What is known in terms of revenue models is that in Zambia, the company expects to receive a cut of the tax revenues generated through government land titling and the resulting increase in taxes. In addition, Byrne has commented that donor countries pay healthy sums for land titling projects,suggesting that international development aid dollars could potentially support MLG’s efforts globally.

This motivation to benefit the private sector is shared by many of the blockchain startups that have been engaged in land titling projects. Seso Global plans to “unlock US$100 billion trapped in Nigeria’s real estate market using blockchain technology”while in the United Arab Emirates, Tech Mahindra’s project to shift the land registry onto blockchain promises to “create value which can bring benefits to citizens and multiple entities associated with municipalities (like property developers, banks).”
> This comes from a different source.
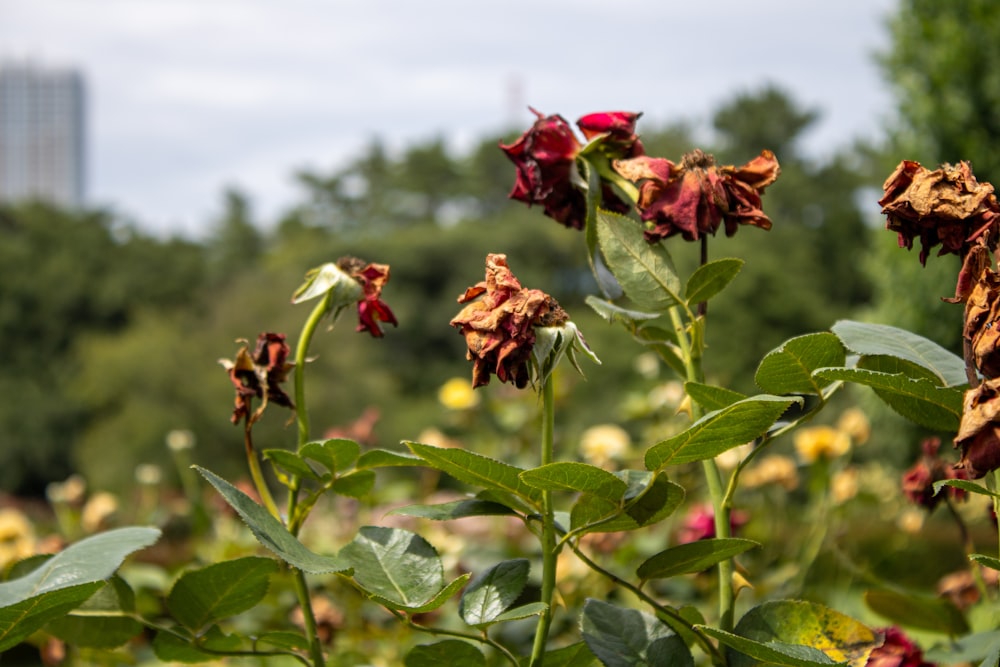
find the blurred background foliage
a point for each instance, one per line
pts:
(110, 336)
The day after MLG signed its first MOU in Zambia, it also penned an agreement with the World Bank to collaborate in other countries to “support the design, implementation, and evaluation of pilot programs that will create systems to ensure secure land tenure.” The Bank’s lead economist on land issues, Klaus Deininger, commented: “Joining forces with MLG allows the Bank to provide client countries access to cutting edge technology, work with the countries on adapting the technology to their context, and then document the impact of the updated process. We are excited about the opportunities this collaboration offers us to generate transformative innovations and make the case for greater public and private investment in an area that is key for development.” According to Byrne, the Bank is now helping open doors for blockchain-based land titling “all over the world.” However, details of the partnership with Overstock.com remain confidential and have not been made public by the World Bank. The World Bank’s Access to Information Department was “unable to fulfill” the Oakland Institute’s request for information regarding the partnership and other ongoing blockchain land titling projects.
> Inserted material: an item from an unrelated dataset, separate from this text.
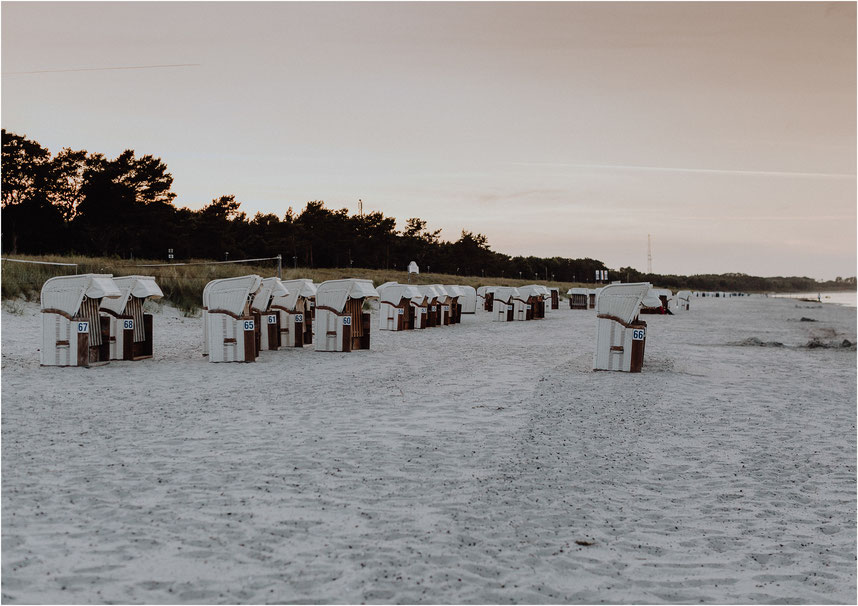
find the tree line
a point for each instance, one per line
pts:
(76, 202)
Exploiting More Natural Resources or Preserving the Commons

The Bank’s involvement in facilitating blockchain titling contradicts its commitment to safeguarding customary tenure systems that have been shown in many cases to provide tenure security and safeguard natural resources. In a 2019 paper, the World Bank itself acknowledged that “customary land has proven to be highly resilient, continuous and flexible” and that safeguarding [customary land] rights should be a “development priority.” Despite this statement, the Bank’s programs facilitating blockchain titling continue to directly undermine customary and collective forms of land governance, putting millions at risk of losing their land and livelihoods.
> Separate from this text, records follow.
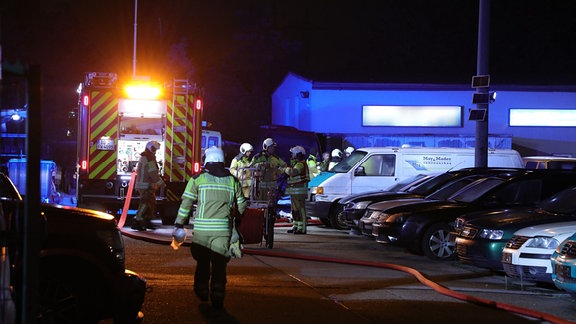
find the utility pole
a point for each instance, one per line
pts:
(481, 147)
(135, 37)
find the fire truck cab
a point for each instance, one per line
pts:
(114, 124)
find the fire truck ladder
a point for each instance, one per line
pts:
(180, 92)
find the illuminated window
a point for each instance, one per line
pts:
(542, 117)
(412, 116)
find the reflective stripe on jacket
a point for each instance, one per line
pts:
(298, 180)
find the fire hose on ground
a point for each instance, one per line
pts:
(422, 279)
As demonstrated by the Zambia case, shifting land registries onto blockchain is a part of the broader move to “unlock the economic potential of land” in order to put more land and natural resources into exploitation by private interests. While implementing the technology can be attractive to corporate interests eager to access land, it can be a tool of dispossession for those whose livelihoods depend on land governed under customary tenure systems. As a number of governments consider applying blockchain to land titling, they must understand and pay heed to the true motivations and implications of this technology.